After determining the structure of chain-based PoS consensus , the second goal was to compensate its defect (mostly NaS problems) and keep the advantage of PoW (e.g. efficient verification and objective boot straping) as far as possible. As a result, present NaS problems are solved; objectivity basically remains;verifications are still not as effecient as in PoW but it doesn’t affect important functions such as cross-chain verifications.

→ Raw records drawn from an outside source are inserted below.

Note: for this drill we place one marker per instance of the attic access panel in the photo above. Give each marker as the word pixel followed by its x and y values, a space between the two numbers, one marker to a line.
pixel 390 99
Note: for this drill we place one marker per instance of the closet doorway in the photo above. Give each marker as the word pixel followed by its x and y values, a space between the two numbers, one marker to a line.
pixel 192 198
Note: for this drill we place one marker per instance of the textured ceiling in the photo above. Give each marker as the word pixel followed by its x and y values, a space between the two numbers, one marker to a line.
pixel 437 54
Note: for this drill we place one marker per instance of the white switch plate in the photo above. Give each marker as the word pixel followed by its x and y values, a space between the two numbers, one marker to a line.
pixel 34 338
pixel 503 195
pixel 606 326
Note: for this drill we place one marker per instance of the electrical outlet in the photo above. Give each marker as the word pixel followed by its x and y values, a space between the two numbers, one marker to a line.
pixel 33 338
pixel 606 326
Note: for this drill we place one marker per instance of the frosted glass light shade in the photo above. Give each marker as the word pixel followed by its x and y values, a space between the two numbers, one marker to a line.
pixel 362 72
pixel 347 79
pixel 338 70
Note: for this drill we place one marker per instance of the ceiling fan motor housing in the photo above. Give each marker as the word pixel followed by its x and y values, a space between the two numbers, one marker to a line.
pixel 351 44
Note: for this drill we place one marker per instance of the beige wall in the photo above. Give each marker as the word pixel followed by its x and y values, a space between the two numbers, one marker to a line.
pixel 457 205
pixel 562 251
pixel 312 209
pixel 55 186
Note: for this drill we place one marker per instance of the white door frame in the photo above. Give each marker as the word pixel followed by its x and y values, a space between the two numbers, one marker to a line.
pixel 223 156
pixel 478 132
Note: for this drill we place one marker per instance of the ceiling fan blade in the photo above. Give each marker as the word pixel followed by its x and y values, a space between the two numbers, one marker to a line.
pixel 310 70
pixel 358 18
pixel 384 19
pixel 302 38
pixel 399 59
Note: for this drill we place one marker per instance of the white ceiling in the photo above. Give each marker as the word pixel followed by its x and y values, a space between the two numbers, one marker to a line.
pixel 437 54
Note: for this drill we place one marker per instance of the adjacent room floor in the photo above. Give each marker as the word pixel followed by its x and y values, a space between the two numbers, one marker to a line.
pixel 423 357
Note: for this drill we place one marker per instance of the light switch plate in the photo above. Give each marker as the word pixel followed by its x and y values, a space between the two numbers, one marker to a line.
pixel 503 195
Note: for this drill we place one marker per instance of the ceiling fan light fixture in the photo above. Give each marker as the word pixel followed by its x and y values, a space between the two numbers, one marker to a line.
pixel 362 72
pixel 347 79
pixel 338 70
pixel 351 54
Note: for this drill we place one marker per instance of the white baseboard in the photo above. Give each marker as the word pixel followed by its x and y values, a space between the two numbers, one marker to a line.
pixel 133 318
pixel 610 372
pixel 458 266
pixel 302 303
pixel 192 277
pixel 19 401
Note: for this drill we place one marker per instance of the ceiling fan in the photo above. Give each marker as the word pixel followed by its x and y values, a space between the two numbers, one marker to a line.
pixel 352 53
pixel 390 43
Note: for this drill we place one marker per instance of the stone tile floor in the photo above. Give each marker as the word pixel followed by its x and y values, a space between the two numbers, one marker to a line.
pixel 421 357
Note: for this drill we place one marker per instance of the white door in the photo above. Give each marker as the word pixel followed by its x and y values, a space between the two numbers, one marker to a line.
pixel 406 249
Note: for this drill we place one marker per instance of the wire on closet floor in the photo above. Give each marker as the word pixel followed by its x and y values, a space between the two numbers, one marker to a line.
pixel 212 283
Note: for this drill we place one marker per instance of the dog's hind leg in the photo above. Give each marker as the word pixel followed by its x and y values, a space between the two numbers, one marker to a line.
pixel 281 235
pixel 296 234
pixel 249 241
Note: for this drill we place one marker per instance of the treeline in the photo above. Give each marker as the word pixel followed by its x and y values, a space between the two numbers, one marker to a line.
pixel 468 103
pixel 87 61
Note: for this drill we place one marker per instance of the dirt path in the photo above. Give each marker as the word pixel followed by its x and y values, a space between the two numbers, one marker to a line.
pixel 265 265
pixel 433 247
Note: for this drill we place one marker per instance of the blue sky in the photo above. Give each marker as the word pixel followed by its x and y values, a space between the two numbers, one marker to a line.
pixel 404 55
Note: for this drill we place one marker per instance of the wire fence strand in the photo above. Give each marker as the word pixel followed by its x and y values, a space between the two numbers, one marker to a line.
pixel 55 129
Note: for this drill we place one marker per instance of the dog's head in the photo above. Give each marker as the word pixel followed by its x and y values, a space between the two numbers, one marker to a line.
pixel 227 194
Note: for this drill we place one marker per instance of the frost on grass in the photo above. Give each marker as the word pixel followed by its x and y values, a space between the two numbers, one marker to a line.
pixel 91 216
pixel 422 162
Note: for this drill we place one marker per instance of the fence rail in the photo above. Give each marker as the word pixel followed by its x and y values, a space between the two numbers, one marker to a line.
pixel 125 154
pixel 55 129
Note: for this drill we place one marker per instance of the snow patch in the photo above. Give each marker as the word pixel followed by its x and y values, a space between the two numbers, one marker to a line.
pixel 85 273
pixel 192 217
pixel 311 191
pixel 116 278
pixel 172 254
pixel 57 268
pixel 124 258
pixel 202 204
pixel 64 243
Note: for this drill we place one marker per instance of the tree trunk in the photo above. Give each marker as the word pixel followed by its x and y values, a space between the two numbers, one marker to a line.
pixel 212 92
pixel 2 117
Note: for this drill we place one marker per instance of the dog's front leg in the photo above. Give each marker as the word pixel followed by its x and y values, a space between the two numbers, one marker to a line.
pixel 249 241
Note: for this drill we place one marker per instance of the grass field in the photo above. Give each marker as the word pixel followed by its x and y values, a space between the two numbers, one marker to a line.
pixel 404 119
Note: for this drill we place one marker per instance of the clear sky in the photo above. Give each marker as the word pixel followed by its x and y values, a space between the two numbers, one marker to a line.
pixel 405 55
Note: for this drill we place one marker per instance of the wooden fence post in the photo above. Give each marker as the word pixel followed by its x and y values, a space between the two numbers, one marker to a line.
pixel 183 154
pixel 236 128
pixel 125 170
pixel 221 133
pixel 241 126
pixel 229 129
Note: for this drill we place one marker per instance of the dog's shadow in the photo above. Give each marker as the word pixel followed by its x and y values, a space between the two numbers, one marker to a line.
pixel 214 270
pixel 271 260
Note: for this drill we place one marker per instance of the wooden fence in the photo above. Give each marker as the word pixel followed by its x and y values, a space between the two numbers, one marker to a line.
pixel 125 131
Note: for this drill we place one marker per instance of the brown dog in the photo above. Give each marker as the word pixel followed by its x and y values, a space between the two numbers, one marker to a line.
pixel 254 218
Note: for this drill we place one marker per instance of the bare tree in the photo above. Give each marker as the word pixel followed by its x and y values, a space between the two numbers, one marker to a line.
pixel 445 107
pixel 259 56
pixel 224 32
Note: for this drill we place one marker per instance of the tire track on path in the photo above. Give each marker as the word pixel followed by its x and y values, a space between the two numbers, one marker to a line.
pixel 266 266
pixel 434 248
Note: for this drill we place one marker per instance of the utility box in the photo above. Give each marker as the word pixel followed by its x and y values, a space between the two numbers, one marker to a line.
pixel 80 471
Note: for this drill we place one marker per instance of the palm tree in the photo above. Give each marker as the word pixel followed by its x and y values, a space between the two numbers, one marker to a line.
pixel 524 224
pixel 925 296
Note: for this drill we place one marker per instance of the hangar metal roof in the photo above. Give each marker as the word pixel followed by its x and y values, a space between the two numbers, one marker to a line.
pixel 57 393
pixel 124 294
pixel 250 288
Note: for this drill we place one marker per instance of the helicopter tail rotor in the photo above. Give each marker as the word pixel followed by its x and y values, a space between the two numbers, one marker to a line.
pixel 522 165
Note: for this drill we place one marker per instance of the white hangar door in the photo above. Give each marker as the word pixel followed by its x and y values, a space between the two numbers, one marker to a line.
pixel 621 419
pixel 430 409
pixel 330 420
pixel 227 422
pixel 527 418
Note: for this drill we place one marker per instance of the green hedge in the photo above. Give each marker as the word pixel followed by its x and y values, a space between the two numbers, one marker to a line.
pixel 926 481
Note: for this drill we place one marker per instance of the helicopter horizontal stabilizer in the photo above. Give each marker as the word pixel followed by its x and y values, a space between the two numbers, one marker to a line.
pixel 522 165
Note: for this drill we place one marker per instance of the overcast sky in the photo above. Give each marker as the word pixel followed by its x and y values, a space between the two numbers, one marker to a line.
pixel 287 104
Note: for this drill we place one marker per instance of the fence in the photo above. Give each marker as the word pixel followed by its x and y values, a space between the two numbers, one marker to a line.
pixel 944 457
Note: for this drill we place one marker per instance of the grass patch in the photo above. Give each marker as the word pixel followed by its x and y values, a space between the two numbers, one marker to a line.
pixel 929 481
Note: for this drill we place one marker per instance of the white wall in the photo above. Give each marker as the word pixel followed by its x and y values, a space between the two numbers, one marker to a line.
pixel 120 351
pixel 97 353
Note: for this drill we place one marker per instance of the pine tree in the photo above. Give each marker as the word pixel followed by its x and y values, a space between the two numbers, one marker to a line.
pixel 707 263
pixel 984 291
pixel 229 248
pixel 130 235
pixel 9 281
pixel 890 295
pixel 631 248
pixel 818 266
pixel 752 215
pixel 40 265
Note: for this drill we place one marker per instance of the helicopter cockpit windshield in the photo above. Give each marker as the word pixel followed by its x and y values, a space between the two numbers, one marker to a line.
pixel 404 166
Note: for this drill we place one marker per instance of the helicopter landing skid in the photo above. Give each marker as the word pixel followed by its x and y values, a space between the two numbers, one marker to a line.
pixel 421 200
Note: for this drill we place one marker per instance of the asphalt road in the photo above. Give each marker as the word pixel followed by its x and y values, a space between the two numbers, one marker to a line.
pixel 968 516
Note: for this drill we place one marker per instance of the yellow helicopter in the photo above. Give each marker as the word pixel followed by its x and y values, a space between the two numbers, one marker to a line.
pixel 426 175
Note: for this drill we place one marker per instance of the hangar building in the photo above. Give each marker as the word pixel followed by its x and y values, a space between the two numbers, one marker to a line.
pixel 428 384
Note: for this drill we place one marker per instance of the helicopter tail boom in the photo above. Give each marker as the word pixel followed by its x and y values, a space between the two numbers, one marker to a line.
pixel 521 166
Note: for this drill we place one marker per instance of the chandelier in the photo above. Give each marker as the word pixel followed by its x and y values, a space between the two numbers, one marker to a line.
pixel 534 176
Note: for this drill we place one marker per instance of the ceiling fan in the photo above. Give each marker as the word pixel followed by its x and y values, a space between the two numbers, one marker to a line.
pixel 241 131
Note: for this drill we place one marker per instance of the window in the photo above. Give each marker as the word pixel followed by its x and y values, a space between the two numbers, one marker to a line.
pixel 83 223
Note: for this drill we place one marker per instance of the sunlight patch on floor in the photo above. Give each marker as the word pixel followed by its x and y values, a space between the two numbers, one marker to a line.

My next goal was to consider what other features can be applied in my design.
First of all, scalability . Although not being able to achieve the performance of BFT or DPoS and the scaling ability of DAG, chain-based consensus has its ways to expand the scale, which are multichain solutions such as side-chains or sharding. Multi-layer structures are actually better for safty factors, but to my understanding, a lack of clear and simple profit model keeps the expanding projects from being widely used (because the currency value is locked). Unpurposely, under the mechanism of accumulating stakes, the wallet applications will be involved in the mining process sothat their provider could directly profit from the system. It just solves the problem of profit model and will change many things. I hope it is helpful for scaling solutions.

Explicit finality is an other important feature that brings many advantages such as fast confirmation and avoiding historical attacks. It’s a feature that most (I’m not sure is it all) of the chain-based protocols don’t have. Using the property of fixed amount of stakes that is mentioned above and a double voting method, the feature of explicit finalities is successfully applied.

That’s all I have to explain. In short, PoAS is an optimized chain-based PoS protocol. To my understanding, it should be valuable for the use of cryptocurrencies.

All suggestions and opinions are welcome! thank you for your time!